Oct 25 2016
Choosing to foster a child is never a decision to take lightly. Usually the majority of children who can be fostered have no certified disorder, but be it a fostering agency Manchester or a fostering agency in Spain, there will still be children who are up for fostering that may have some type of disorder. Autism, also known as ASD – which is short for Autistic Spectrum Disorder – is a common disorder that effects millions of people worldwide. Children who are autistic view the world differently to children who do not have ASD, and have to be cared for in a unique way which is dependent on how the disorder has affected their initial development. In general, ASD will have a stronger effect on a child’s personality and they won’t display traits that are usually associated with confidence or affection. Here are some of the things you should be aware of when fostering a child with ASD.
Routine is something which is extremely important for a child who suffers from ASD. This is because they don’t often like change or spontaneous actions. Therefore, it can be a good idea to prepare a diary for them so that they have an exact schedule of what they are going to be doing for the day.

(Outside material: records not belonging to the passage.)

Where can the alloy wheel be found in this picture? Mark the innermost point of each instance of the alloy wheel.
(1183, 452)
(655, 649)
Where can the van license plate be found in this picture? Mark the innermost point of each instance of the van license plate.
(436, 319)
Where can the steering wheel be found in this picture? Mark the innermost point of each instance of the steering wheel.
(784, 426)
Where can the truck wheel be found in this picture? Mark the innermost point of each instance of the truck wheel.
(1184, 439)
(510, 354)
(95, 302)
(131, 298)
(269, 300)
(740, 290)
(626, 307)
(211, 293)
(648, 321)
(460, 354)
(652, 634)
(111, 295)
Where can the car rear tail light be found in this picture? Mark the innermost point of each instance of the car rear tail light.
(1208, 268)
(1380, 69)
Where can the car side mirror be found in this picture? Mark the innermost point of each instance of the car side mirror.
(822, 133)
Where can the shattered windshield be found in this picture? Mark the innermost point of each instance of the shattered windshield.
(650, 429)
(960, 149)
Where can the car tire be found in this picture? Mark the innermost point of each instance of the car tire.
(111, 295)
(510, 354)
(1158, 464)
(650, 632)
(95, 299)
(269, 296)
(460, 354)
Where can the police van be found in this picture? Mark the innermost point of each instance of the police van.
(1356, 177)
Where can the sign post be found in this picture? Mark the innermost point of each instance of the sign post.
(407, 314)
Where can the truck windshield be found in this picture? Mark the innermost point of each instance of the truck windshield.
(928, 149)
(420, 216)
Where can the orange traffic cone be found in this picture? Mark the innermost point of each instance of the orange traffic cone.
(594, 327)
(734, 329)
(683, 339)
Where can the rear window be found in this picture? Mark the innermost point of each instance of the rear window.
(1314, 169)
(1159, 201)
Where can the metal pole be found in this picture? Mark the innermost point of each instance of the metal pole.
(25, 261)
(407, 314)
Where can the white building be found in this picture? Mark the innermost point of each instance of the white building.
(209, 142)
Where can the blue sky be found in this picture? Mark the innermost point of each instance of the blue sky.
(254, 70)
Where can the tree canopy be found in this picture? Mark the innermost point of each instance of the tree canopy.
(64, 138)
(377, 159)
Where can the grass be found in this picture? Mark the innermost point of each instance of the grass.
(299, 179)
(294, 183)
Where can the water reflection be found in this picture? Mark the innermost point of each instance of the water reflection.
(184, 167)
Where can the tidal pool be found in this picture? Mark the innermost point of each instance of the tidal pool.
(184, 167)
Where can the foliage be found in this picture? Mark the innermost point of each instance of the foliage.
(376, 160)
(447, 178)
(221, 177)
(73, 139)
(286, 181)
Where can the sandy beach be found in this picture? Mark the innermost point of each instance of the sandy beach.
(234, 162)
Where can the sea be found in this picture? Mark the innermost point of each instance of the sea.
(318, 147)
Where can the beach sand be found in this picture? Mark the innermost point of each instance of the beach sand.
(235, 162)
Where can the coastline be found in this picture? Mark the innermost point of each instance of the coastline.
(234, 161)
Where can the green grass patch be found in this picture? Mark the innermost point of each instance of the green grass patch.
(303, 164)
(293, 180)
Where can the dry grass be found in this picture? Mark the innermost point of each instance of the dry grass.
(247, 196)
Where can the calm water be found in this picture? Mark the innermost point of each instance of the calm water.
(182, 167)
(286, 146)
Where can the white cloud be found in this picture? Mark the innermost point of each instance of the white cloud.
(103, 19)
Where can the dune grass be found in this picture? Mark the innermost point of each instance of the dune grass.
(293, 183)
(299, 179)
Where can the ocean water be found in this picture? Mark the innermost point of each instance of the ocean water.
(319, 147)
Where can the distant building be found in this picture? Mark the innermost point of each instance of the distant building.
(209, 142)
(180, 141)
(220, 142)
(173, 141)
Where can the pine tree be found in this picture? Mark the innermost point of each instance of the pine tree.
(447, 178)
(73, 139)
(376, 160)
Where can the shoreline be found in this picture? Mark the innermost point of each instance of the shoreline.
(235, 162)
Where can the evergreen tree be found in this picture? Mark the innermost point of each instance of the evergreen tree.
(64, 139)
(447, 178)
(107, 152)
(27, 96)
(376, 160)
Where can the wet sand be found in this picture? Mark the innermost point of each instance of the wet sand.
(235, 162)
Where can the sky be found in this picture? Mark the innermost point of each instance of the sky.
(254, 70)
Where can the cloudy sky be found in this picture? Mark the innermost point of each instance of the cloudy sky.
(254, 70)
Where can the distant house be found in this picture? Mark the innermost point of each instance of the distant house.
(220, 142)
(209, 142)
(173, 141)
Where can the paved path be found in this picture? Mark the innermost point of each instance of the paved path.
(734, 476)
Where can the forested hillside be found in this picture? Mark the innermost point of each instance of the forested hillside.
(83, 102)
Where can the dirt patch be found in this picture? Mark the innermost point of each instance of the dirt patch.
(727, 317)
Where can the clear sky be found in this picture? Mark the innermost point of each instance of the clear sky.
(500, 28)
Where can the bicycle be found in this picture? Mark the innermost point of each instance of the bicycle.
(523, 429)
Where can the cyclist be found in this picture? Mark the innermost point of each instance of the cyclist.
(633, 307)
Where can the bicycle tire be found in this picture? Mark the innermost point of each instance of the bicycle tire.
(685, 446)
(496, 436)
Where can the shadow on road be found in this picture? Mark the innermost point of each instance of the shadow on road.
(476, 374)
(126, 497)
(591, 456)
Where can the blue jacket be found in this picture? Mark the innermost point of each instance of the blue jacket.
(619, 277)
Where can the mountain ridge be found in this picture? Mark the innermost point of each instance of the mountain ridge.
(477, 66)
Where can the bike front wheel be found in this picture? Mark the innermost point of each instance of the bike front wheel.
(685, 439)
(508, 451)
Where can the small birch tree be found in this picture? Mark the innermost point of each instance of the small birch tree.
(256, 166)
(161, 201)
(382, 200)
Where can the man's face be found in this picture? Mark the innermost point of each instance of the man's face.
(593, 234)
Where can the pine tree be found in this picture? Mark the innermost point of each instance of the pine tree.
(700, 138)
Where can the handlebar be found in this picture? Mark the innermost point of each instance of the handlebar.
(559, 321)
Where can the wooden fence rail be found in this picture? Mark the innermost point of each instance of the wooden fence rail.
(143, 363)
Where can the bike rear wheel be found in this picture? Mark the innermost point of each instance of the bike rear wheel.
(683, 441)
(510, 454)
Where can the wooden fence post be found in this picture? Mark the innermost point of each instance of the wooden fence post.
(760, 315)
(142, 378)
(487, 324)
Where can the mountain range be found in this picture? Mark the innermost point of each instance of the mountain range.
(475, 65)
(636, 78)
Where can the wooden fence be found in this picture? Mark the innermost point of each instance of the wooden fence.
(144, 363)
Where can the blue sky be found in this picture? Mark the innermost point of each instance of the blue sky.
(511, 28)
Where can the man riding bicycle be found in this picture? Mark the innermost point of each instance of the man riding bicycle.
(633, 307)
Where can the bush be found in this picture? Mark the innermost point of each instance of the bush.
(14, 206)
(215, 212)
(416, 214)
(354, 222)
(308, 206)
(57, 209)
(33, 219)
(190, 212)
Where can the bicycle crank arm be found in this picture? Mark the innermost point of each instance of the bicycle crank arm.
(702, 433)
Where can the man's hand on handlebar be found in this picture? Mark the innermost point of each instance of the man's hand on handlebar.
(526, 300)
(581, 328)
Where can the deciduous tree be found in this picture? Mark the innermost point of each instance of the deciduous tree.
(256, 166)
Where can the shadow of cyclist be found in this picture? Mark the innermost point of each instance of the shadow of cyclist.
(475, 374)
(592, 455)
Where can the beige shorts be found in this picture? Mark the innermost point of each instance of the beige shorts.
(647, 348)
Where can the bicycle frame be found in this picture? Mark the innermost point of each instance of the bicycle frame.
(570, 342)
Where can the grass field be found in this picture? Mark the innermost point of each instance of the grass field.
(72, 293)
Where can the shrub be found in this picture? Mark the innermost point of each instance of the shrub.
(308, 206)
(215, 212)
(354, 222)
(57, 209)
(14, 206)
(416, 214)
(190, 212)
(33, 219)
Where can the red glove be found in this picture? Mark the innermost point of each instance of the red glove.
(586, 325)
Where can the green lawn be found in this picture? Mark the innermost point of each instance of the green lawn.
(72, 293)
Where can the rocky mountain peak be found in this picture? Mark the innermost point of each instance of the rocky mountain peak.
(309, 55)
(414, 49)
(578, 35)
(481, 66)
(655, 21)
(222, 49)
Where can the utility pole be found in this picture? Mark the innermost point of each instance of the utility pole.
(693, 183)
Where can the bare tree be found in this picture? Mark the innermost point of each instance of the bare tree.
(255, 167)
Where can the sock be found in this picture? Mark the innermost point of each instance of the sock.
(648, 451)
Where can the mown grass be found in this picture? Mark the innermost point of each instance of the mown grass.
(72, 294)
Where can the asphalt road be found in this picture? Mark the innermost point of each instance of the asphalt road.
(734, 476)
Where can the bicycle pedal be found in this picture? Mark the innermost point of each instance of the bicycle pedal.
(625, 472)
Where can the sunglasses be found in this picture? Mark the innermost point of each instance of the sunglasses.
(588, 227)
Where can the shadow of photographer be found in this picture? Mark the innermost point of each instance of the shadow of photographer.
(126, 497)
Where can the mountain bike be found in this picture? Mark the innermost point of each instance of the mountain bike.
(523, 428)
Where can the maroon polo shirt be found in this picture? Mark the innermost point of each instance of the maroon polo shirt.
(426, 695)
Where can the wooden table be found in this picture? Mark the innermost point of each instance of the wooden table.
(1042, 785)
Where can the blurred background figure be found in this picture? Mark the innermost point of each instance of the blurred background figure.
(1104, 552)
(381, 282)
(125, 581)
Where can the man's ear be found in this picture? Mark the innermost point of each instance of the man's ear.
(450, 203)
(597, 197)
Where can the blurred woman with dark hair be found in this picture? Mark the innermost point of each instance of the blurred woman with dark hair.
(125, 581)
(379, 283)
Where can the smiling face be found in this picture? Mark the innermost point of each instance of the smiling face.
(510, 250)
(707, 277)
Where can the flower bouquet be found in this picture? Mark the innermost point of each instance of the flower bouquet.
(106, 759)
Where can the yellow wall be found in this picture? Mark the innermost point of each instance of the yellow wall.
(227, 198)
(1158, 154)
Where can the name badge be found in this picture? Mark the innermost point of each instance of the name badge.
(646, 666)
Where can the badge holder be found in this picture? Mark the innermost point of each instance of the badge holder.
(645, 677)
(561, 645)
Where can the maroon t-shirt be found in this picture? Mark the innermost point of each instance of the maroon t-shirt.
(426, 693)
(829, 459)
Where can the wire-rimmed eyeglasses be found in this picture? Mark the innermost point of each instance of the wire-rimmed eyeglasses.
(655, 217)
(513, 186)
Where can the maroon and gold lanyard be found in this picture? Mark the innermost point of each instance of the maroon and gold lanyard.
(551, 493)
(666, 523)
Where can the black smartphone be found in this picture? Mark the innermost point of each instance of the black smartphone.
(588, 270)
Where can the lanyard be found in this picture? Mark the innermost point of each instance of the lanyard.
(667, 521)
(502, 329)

How Your Lifestyle Will Adapt with a Child who has ASD
When you are fostering a child who has ASD, it won’t just be a big adjustment for the child. Your lifestyle will also alter significantly. This will be in terms of the types of things you do with the child – for example, it will be unlikely that you will be able to enjoy a lot of busy days at a theme park or in the town centre, and you may become more inclined to walks in the park with your foster child.
Always Think About How You Speak and Act
It is important to remember that children with ASD can often take things very literally and they struggle to process other people’s emotions. For instance, if they see that you get very upset or angry they may become very confused. Also they don’t understand sarcasm, which means that they will take anything you say literally.